Kirchenmusikdirektor Martin Winkler erwies sich mit der Celler Stadtkantorei und der „Helius Kammerphilharmonie“ aus Hannover sowie den Solisten Danuta Dulska (Sopran), Kerstin Rosenfeldt (Alt), André Khamasmie (Tenor) und Hans-Christian Hinz (Bass) bei der Aufführung des Werks am Sonntag in der Stadtkirche den enorm hohen Ansprüchen und Anforderungen an die Verzahnung von Chor, Orchester und Vokalsolisten mehr als gewachsen. Er stellte das in zehn Abschnitte gegliederte Werk beeindruckend „objektiv“ hin, in den Steigerungen klug kontrolliert, aber nicht gebremst, episch phrasierend, natürlich atmend und ohne jeden emotionalen Überdruck.
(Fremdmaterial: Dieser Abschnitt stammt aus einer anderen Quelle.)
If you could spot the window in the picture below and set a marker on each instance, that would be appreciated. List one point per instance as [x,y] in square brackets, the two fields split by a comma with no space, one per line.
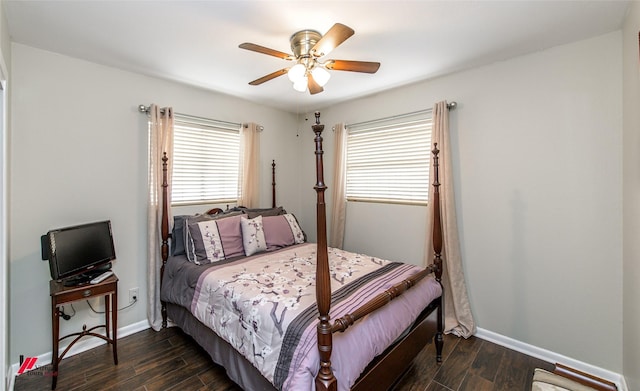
[388,159]
[206,161]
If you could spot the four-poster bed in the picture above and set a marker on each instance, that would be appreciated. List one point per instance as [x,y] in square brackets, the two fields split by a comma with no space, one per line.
[295,344]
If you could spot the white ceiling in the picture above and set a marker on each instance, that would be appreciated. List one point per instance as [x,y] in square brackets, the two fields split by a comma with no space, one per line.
[196,42]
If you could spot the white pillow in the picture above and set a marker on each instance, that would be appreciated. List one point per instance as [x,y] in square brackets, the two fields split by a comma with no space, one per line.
[253,238]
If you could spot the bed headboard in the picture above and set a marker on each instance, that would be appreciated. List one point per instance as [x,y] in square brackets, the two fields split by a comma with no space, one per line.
[164,223]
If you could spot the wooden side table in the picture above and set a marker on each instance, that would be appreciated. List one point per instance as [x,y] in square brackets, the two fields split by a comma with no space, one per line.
[61,294]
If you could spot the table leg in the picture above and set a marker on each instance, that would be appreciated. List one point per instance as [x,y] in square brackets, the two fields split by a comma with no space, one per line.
[106,315]
[55,321]
[114,324]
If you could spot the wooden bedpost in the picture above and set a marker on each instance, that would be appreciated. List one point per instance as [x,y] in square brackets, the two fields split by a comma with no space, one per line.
[273,183]
[325,379]
[437,249]
[164,227]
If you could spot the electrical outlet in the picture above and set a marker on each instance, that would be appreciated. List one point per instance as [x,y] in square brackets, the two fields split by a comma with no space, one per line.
[133,295]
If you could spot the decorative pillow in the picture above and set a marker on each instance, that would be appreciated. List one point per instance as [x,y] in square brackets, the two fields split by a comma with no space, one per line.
[177,236]
[253,236]
[213,239]
[281,231]
[253,213]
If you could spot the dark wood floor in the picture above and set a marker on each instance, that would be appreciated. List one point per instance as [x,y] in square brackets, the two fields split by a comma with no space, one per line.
[170,360]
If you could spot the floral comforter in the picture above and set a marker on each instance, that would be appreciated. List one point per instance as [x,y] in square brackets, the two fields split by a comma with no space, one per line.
[265,308]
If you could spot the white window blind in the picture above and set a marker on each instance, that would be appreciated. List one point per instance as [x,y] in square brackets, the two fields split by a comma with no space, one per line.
[206,161]
[388,159]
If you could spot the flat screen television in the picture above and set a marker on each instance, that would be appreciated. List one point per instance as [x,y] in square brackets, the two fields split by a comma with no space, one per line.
[78,253]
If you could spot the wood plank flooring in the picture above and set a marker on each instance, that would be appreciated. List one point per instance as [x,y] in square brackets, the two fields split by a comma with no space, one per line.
[170,360]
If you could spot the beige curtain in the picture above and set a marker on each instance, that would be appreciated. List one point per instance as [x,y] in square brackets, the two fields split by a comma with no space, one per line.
[458,317]
[338,198]
[160,142]
[249,180]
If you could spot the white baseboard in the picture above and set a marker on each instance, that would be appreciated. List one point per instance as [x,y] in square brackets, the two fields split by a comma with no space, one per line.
[552,357]
[81,346]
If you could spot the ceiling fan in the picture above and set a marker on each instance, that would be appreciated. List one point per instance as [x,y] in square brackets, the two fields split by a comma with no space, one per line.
[308,47]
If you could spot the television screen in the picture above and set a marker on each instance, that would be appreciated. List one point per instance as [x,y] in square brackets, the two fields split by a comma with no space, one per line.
[78,249]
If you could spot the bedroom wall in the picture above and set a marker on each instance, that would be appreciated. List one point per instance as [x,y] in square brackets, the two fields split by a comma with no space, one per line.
[631,195]
[537,146]
[5,60]
[79,154]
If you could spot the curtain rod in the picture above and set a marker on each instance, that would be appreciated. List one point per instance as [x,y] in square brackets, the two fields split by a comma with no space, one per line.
[450,106]
[145,109]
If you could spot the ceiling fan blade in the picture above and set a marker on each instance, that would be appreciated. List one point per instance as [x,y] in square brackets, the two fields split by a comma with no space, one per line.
[334,37]
[269,77]
[353,66]
[261,49]
[314,87]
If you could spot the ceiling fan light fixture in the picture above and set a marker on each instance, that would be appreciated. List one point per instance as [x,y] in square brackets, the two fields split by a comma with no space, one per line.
[320,75]
[300,85]
[297,72]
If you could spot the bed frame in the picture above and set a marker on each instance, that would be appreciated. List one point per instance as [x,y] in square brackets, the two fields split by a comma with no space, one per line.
[388,367]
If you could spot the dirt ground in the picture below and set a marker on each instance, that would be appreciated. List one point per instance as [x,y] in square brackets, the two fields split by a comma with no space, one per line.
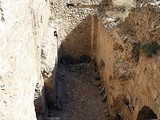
[80,98]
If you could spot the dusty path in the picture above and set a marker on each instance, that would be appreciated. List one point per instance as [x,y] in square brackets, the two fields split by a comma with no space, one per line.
[80,98]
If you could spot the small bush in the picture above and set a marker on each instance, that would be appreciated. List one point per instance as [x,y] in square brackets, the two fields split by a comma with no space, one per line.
[149,48]
[51,18]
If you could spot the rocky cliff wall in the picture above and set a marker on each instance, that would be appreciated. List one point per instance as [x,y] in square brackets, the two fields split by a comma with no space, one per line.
[130,78]
[23,27]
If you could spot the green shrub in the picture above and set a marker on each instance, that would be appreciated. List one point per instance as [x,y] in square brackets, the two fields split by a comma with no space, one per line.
[149,48]
[51,18]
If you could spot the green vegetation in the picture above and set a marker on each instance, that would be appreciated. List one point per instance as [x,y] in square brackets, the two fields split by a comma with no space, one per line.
[51,18]
[149,48]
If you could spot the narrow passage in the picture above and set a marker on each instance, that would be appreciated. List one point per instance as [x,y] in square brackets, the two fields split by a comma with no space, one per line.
[79,96]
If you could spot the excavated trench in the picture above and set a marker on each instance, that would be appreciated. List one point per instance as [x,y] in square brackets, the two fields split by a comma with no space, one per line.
[80,95]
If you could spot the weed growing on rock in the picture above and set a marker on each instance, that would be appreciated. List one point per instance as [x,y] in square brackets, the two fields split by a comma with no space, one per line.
[149,48]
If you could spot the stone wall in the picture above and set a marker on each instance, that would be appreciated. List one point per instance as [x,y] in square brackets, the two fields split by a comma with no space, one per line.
[22,28]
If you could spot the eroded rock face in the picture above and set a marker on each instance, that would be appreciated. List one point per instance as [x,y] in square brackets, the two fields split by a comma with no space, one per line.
[22,28]
[127,73]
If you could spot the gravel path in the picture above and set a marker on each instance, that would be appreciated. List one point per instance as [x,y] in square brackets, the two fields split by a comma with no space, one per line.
[80,98]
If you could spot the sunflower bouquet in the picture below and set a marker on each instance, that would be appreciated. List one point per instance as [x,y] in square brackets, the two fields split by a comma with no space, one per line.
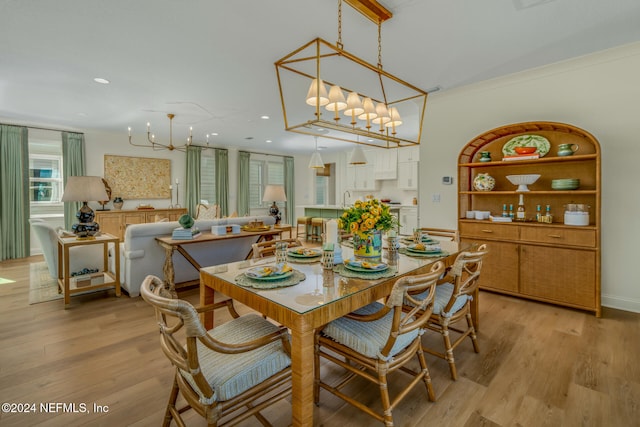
[367,216]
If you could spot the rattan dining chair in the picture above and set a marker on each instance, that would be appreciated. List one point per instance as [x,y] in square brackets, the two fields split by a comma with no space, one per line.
[227,374]
[453,304]
[268,247]
[377,340]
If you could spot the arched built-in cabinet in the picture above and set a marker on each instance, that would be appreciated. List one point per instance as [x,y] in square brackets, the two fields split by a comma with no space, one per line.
[555,263]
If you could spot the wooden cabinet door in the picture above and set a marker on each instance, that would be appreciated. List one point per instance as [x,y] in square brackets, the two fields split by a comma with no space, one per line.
[408,175]
[500,266]
[559,275]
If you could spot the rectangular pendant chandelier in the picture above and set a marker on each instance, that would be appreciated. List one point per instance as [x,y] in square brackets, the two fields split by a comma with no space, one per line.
[328,92]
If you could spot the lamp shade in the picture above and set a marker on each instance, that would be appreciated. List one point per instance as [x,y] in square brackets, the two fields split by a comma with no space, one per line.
[369,108]
[274,193]
[316,91]
[316,161]
[84,189]
[336,99]
[354,105]
[382,114]
[358,157]
[394,115]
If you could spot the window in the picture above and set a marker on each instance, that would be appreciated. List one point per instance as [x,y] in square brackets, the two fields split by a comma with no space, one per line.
[264,170]
[208,194]
[45,173]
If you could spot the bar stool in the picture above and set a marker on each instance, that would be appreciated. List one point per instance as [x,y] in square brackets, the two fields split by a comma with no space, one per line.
[305,221]
[317,228]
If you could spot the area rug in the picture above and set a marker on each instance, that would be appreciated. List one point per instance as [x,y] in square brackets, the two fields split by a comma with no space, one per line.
[42,287]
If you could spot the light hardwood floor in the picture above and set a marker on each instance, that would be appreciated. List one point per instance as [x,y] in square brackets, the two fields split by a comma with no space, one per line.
[539,365]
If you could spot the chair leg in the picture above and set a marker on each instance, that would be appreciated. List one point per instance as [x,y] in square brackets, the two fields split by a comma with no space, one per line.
[316,373]
[472,333]
[171,405]
[426,377]
[384,397]
[449,351]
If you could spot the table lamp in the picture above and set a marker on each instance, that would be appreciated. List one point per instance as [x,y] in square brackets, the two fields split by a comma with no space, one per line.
[84,189]
[274,193]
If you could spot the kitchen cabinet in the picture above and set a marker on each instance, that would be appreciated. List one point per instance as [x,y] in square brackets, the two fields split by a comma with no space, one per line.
[115,222]
[408,175]
[361,177]
[550,262]
[408,220]
[409,154]
[386,164]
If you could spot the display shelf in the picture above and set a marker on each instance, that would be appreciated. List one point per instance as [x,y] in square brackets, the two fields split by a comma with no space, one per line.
[550,262]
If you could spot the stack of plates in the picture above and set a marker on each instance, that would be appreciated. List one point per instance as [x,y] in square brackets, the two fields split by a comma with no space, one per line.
[565,184]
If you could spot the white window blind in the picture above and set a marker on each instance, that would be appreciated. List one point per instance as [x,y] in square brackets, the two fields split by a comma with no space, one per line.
[208,178]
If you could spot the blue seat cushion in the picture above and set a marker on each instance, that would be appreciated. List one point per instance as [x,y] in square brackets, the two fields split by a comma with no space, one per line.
[442,297]
[368,338]
[231,374]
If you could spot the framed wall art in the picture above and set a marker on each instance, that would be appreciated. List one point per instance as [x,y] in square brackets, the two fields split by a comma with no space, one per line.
[138,177]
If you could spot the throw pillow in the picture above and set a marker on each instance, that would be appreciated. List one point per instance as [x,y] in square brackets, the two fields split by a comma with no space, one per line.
[207,212]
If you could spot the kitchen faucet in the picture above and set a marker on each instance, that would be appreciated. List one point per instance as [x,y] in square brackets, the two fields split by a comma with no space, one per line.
[344,198]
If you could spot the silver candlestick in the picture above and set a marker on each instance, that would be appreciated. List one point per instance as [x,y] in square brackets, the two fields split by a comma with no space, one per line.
[177,205]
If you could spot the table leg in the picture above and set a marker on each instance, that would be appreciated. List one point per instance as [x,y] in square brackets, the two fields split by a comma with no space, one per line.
[67,274]
[206,297]
[302,405]
[474,309]
[167,269]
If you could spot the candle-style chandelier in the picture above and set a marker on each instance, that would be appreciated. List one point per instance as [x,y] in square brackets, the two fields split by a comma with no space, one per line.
[152,143]
[368,106]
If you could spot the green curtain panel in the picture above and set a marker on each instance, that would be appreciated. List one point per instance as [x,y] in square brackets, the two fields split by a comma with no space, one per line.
[14,192]
[73,165]
[289,189]
[192,195]
[243,183]
[222,180]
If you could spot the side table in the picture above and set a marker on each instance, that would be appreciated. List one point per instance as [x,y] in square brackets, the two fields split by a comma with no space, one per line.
[101,280]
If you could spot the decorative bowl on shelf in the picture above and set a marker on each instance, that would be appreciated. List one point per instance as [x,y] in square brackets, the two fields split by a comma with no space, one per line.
[522,181]
[525,150]
[484,182]
[565,184]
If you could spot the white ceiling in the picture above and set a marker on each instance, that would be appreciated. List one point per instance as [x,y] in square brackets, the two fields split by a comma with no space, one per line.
[212,62]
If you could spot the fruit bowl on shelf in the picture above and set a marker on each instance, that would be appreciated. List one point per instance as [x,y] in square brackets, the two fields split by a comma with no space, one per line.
[522,181]
[525,150]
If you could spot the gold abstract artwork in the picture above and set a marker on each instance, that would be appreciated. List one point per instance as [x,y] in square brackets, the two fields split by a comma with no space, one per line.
[138,177]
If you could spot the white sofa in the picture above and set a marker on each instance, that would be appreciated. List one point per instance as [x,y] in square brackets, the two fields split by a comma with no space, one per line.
[140,253]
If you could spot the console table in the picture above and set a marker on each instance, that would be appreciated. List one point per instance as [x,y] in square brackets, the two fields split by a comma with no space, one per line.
[96,281]
[170,245]
[115,222]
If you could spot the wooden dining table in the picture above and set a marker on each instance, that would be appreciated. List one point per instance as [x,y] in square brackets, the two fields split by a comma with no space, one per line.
[324,295]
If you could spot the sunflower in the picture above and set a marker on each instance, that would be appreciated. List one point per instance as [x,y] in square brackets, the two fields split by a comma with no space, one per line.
[367,215]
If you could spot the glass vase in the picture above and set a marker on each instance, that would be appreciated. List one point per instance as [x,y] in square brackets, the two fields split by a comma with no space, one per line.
[367,245]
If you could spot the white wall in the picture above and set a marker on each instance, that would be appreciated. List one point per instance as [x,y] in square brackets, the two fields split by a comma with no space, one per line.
[598,93]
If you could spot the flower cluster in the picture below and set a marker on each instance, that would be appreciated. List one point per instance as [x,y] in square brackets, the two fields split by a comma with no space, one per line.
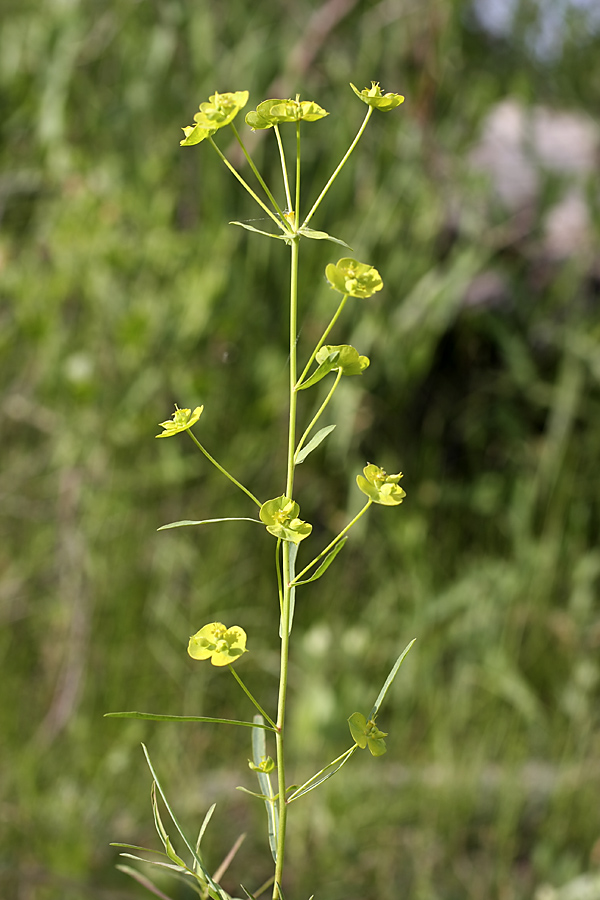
[381,487]
[276,112]
[373,97]
[218,111]
[367,734]
[219,644]
[281,518]
[182,420]
[348,276]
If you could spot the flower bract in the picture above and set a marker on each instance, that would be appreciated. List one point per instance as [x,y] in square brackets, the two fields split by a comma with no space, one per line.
[281,518]
[344,357]
[381,487]
[275,112]
[367,734]
[182,420]
[219,644]
[373,97]
[348,276]
[218,111]
[266,765]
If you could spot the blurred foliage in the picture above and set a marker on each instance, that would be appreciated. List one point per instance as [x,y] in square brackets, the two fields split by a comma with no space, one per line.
[123,291]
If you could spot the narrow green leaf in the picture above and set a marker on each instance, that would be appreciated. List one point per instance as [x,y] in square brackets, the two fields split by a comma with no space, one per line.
[252,793]
[327,772]
[162,833]
[154,862]
[173,856]
[212,884]
[136,847]
[259,752]
[389,680]
[204,826]
[145,882]
[321,236]
[313,444]
[293,555]
[151,717]
[278,237]
[326,562]
[207,522]
[324,369]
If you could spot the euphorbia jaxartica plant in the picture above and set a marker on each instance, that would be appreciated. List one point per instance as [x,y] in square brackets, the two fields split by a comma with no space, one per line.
[226,645]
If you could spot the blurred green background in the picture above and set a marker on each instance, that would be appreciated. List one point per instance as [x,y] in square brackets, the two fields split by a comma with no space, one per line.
[124,291]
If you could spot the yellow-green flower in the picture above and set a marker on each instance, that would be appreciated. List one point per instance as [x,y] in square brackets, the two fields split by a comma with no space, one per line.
[281,518]
[381,487]
[218,111]
[373,97]
[219,644]
[367,734]
[181,421]
[348,276]
[275,112]
[344,357]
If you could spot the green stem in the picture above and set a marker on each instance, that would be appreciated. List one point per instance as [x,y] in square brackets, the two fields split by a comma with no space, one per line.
[285,612]
[332,544]
[317,415]
[286,182]
[322,340]
[257,173]
[297,206]
[222,470]
[251,697]
[317,202]
[247,186]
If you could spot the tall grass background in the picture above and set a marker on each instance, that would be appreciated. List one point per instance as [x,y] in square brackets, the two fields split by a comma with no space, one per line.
[123,291]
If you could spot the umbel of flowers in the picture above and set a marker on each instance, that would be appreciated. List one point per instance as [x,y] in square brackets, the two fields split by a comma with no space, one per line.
[324,367]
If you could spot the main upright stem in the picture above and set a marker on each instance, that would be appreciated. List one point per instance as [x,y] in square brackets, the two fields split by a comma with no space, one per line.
[285,612]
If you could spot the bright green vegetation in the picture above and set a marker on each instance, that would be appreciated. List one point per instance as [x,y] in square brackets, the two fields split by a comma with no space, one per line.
[123,292]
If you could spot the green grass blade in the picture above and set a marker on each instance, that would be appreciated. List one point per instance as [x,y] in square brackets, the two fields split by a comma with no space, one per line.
[389,680]
[313,443]
[151,717]
[183,522]
[326,772]
[325,564]
[145,882]
[215,887]
[259,752]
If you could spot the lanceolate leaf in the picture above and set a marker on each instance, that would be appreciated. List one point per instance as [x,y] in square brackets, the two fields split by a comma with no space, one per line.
[155,718]
[313,443]
[278,237]
[259,752]
[321,236]
[207,522]
[325,773]
[145,882]
[205,874]
[326,563]
[389,680]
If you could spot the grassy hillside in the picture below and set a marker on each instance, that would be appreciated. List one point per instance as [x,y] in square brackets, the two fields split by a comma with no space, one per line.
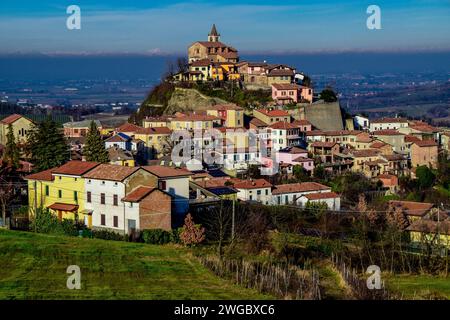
[34,266]
[419,286]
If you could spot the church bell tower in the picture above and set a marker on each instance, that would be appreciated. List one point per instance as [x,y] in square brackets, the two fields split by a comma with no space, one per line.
[214,36]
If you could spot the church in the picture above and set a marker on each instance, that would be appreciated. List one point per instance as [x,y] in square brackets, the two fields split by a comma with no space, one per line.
[212,50]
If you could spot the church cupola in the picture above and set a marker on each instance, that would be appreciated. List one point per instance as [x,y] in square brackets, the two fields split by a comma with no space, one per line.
[214,36]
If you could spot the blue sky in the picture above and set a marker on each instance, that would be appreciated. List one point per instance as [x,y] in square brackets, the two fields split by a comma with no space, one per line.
[117,26]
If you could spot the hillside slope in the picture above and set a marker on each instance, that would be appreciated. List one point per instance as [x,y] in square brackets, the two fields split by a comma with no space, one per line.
[188,100]
[34,267]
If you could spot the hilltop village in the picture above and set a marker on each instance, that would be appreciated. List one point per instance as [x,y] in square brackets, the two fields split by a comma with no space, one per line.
[302,142]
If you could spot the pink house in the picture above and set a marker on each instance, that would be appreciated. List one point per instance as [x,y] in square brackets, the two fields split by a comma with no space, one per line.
[295,156]
[285,93]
Die Stadtkantorei war prächtig disponiert, so dass bei ihrer akkuraten lyrischen wie dramatischen Ausformung des „Stabat Mater“ in jedem Lautstärkegrad noch klangfarbliche Nuancierungen gelingen konnten. Auch bei Teilung der Stimmen blieb genug Klangfülle übrig, ohne dass es der Chor schwer gehabt hätte, sich gegenüber dem Orchester zu behaupten. Von den zumeist ruhigen Tempi profitierten die Streicher des Orchesters, was einen Zugewinn an wohliger Klanglichkeit brachte. Und auch die Bläser wussten mit akzentuierter Tongebung und organisch atmender Phrasierung zu gefallen.

Imposante Steigerungen in Dynamik und Intensität, gut geführte Spannungsbögen mit adäquat vernähten Übergängen sowie innige Solistenstellen verwiesen immer wieder eindringlich auf den oft meditativ-verinnerlichten Gehalt des Oratoriums, etwa im Larghetto, wo dem Tenor das Kunststück gelang, das Weinen mit Maria ohne Peinlichkeit in eine Sphäre zu führen, wo wirklich Trost geschieht. Dass diese treffende Charakterisierung des Oratoriums beim Publikum angekommen war, bewies der überaus lange und herzliche Schlussapplaus.